Появилась пустота, она давила на Гейдара Алиевича со всех сторон… — это как жизнь в квартире с пустыми стенами…
Отвратительно шли работы на БАМе (Алиев курировал не только медицину), туннели строились медленно, очень тяжело, их заливало водой. Люди погибали. Каждый день. От Алиева скрывали правду, но, прилетев в Тынду, он первым делом пошел на кладбище, пересчитал все свежие могилы…
Алиев работал за двоих, за себя и за премьер-министра, за Тихонова, но работа, радость от результатов, не могли сломать его одиночество; с одиночеством он не справлялся.
Алиев ненавидел старость! Он ценил Малый театр, восхищался работой Хейфеца в «Перед заходом солнца», Михаила Царева в роли Клаузена, но величие старости, мудрости (Царев излучал величие) это театр, это все-таки театр! Старость есть прелюдия к смерти, но старость можно отодвинуть, отогнать… — впрочем, Гейдар Алиевич не любил и себя молодого!..
Его тяготили воспоминания о Нахичевани. Память о своем отце, совершенно непонятном для него человеке (они всегда жили вместе, бок о бок, но что это меняло?). Работа в архиве НКВД, он начал с НКВД, там были хорошие пайки… все это, эгоизм молодости (Алиев с ранних лет смотрел на себя с достоинством, иногда — с восхищением) и голод, жуткий голод ледяных нахичеванских зим… — нет, Нахичевань никогда не грела его душу, он сроду не называл себя «нахичеванцем», никогда!

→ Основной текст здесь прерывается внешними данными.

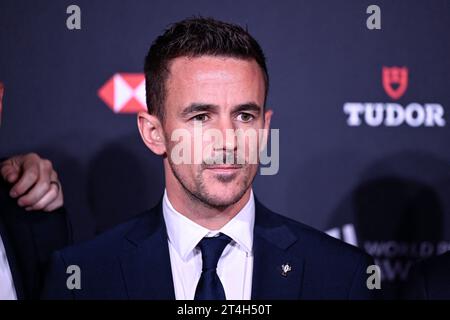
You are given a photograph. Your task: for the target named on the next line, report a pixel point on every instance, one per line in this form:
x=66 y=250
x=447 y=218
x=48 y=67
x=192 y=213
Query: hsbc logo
x=390 y=114
x=124 y=93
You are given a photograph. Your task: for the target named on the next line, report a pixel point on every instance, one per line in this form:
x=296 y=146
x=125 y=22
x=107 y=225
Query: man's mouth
x=224 y=168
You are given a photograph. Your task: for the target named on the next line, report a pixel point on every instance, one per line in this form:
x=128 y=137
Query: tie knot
x=212 y=249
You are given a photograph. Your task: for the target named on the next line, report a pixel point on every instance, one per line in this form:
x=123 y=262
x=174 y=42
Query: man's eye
x=245 y=117
x=200 y=117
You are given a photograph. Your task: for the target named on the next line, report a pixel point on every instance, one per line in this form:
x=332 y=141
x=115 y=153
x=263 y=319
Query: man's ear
x=151 y=131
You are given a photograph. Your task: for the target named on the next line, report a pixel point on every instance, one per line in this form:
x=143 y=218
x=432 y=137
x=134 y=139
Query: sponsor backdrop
x=363 y=114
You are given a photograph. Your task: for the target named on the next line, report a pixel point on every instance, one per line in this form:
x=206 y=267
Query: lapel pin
x=285 y=268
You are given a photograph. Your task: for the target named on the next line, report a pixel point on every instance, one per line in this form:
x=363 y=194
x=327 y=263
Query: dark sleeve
x=33 y=237
x=55 y=285
x=359 y=289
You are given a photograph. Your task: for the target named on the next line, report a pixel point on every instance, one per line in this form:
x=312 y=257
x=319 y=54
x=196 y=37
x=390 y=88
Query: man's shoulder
x=437 y=266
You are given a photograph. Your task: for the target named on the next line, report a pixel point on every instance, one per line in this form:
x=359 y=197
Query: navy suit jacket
x=430 y=279
x=132 y=261
x=30 y=238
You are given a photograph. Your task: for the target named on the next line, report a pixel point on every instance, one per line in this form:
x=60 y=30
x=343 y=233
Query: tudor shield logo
x=395 y=81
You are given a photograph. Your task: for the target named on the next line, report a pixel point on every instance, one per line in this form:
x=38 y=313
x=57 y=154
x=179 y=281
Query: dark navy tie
x=209 y=286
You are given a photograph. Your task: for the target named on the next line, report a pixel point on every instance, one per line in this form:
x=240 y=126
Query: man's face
x=222 y=94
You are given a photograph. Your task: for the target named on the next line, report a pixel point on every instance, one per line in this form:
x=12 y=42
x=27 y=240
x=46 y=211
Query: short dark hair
x=195 y=37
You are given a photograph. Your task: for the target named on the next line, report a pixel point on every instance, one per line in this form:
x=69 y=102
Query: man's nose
x=227 y=129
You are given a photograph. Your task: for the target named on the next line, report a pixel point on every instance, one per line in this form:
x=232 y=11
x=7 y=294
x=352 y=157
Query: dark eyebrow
x=198 y=107
x=202 y=107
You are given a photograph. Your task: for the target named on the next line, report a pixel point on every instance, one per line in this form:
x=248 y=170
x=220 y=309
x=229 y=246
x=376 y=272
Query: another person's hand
x=35 y=182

Позже, в Баку, Алиев сделал все, чтобы получить образование, чтобы его жизнь здесь началась как бы заново, чтобы этот город — Баку — стал бы его городом.
На всю жизнь!
Цель — победить бедность. Перевезти в столицу маму. Если получится — перевезти сюда всех братьев и сестер, их у Алиева семеро!
Он мечтал быть архитектором. Сохранились его наброски, в них виден молодой график, искренне увлеченный колоритом своей страны.
Рано утром устроиться с мольбертом в старом городе, изобразить Девичью башню (его мечта о любви) — пыльный, но чистый, очень добрый, на самом деле, невероятно яркий город — Баку!
Чистый, наивный парень из провинции, с самых границ, — Гейдар Алиев, будущий Президент…
Смерть Зарифы-ханум заставила Гейдара Алиевича еще и еще раз вспомнить все, что она говорила ему о Горбачеве…
У Зарифы-ханум был дар видеть людей насквозь.
Вдруг — инфаркт. Гейдар Алиевич выжил, хотя Чазов, руководитель «кремлевки», был уверен, что это — конец.
Он только-только пришел в себя после наркоза, а Чазов уже стоял перед его кроватью с белым листом бумаги и ручкой.
— Это что? — не понял Алиев. — Что принес?
— Прошение об отставке, надо подписать… — главный кремлевский врач говорил с Гейдаром Алиевичем как с ребенком, — ваше прошение! Состояние у вас, Гейдар Алиевич, неважнецкое, пора бы и отдохнуть, наконец… хорошенько…
Сердечная мышца ослабла, почти не работает, вот он, БАМ, Гейдар Алиевич, вот они перегрузки… это, короче, уже не мышца… так, оттонка…
Алиев мгновенно пришел в себя.
— Слушай, ты меня лечи…
— Надо заявленьице подписать, Гейдар Алиевич! Вы можете умереть…
Глаза у Чазова были как два ножа.
— А я, Евгений, хочу умереть за рабочим столом!
— Гейдар Алиевич, послушайте: я как врач и как коммунист…
— Вот и лечи меня, если ты… у нас… не только коммунист… Я помру — ты что, рыдать будешь… на моей могиле?..
Чазов замер.
— Я вынужден…
— Уходи, Евгений Иванович. Немедленно уходи. Спасибо за спасенную жизнь!
Такой же диалог (по смыслу) был (в свое время) у Чазова с Косыгиным.
В палате. Сразу после инфаркта.
Через несколько дней Алексей Николаевич все-таки подписал заявление об отставке.
Оставшись без работы — умер. Спустя две недели.